Il nuovo siero vietnamita anti Covid

Il siero è prodotto dalla società statunitense Arcturus Therapeutics

Il nuovo siero vietnamita anti Covid

Costa meno, è più agevole da trasportare, facile da conservare e più sicuro. Sono le proprietà del nuovo vaccino che si candida a Rna messaggero. Il siero, prodotto dalla società statunitense Arcturus Therapeutics Holdings funzionerebbe al 55% nel prevenire il Covid-19. A riportarlo è una nota dell’azienda in cui si comunica che è stata superata la fase di sperimentazione III. La sua efficacia, invece, sarebbe del 95 % per quanto concerne la riduzione dei sintomi. In questo modo, quindi, sempre meno persone dovranno ricorrere all’ospedalizzazione.

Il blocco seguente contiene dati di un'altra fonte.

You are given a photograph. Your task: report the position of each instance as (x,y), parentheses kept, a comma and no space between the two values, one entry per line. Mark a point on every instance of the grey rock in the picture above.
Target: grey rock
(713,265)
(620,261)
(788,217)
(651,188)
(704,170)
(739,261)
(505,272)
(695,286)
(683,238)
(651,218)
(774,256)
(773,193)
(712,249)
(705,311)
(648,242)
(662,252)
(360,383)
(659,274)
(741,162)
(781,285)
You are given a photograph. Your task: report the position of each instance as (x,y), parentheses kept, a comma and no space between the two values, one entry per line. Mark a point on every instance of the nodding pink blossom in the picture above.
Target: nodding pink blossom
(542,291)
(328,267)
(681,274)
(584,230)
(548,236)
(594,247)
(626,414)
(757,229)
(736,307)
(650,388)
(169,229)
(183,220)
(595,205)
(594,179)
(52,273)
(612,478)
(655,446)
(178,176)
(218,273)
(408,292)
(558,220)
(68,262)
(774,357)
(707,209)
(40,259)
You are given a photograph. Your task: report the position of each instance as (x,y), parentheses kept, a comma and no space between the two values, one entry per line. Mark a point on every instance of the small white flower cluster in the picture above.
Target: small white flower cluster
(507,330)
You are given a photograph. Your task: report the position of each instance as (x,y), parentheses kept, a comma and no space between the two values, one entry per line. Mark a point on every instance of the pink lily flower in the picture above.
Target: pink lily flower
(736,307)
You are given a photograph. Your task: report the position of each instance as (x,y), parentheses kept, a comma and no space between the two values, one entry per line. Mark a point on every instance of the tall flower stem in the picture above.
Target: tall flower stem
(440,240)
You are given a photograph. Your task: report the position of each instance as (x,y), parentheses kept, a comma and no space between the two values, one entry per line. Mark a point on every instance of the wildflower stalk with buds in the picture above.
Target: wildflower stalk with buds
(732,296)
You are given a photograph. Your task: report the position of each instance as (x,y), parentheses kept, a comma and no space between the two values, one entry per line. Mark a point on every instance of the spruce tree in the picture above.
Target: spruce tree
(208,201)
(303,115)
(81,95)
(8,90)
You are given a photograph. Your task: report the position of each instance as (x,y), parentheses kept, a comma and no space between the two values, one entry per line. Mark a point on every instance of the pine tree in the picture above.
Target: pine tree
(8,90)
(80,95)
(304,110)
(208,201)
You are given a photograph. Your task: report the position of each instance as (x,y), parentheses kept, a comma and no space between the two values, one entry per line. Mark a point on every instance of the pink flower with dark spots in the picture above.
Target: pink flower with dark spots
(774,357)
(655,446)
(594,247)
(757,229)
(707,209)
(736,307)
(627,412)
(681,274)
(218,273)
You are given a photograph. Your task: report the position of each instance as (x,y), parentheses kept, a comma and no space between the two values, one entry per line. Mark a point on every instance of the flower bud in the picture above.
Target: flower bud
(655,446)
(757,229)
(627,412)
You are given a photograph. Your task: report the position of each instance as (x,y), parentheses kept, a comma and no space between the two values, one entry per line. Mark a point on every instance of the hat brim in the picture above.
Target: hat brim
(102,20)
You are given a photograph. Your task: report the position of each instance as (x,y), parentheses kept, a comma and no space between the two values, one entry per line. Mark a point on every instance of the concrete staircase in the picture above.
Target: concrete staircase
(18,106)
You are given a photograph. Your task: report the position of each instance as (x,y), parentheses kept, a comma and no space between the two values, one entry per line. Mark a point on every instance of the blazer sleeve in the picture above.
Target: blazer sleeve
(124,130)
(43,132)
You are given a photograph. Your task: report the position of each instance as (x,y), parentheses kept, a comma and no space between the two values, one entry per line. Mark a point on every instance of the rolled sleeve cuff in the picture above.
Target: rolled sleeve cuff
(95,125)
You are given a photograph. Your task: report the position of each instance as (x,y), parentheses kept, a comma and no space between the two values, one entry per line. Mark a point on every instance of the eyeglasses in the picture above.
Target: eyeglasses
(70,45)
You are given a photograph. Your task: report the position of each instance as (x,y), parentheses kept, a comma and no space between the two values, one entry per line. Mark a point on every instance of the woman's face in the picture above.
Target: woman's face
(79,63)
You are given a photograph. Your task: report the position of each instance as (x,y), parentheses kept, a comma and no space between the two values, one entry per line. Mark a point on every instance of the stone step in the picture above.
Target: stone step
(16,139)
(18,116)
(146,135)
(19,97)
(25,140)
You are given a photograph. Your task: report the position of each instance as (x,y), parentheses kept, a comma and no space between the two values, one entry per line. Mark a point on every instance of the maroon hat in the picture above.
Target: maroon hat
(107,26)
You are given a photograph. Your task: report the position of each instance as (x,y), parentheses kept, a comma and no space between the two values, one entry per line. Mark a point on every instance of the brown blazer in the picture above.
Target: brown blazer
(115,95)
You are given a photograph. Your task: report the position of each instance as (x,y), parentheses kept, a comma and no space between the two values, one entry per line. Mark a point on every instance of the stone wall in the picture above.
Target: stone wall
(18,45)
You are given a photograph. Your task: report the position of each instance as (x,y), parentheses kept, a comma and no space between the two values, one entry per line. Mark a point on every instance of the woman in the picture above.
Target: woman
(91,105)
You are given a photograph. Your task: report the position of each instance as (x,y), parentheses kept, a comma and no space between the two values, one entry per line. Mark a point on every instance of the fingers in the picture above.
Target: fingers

Il composto è stato provato in Vietnam durante il picco delle varianti Delta e Omicron. Sarebbe stato coinvolto un campione di circa 17mila persone, a cui sono state sottoposte due dosi da 5 milligrammi. Tra la prima e la seconda iniezione trascorso un intervallo di 28 giorni. Tra gli individui che si sarebbero sottoposti al test soltanto uno, tra l’altro un soggetto in età avanzata e con patologie pregresse, avrebbe perso la vita. Nove, invece, le vittime nel gruppo di controllo. Per la restante parte dei volontari solo effetti lievi. Testimonianza, pertanto, di efficacia e sicurezza.

La novità, però, è che questo vaccino è auto-amplificante. Tale aspetto permette non solo di ridurre il materiale virale necessario per produrlo, ma soprattutto consente di fabbricarne quantità maggiori a costi minori. Altro passo in avanti per quanto concerne l’Arcturus Therapeutics è la liofilizzazione della molecola di mRna. Ciò consente di avere un prodotto che può essere trasportato in modo più semplice rispetto al passato e soprattutto non necessita di particolari prerogative per la sua conservazione. Può essere, infatti, tenuto a temperatura ambiente e non c’è bisogno ìdi frigoriferi o altri sistemi per mantenerlo intatto col passare dei giorni. Tale vaccino, inoltre, sembrerebbe che rimarrebbe anche più tempo nel corpo, essendo composto da enzimi che favoriscono la moltiplicazione della proteina Spike.

Non è da escludere, poi, come dichiarato dai vertici aziendali, che lo

studio effettuato negli States possa consentire la produzione di nuove opzioni terapeutiche. L’obiettivo è farsi trovare pronti qualora spuntassero nuovi virus, evitando così quanto accaduto nei primi mesi della pandemia.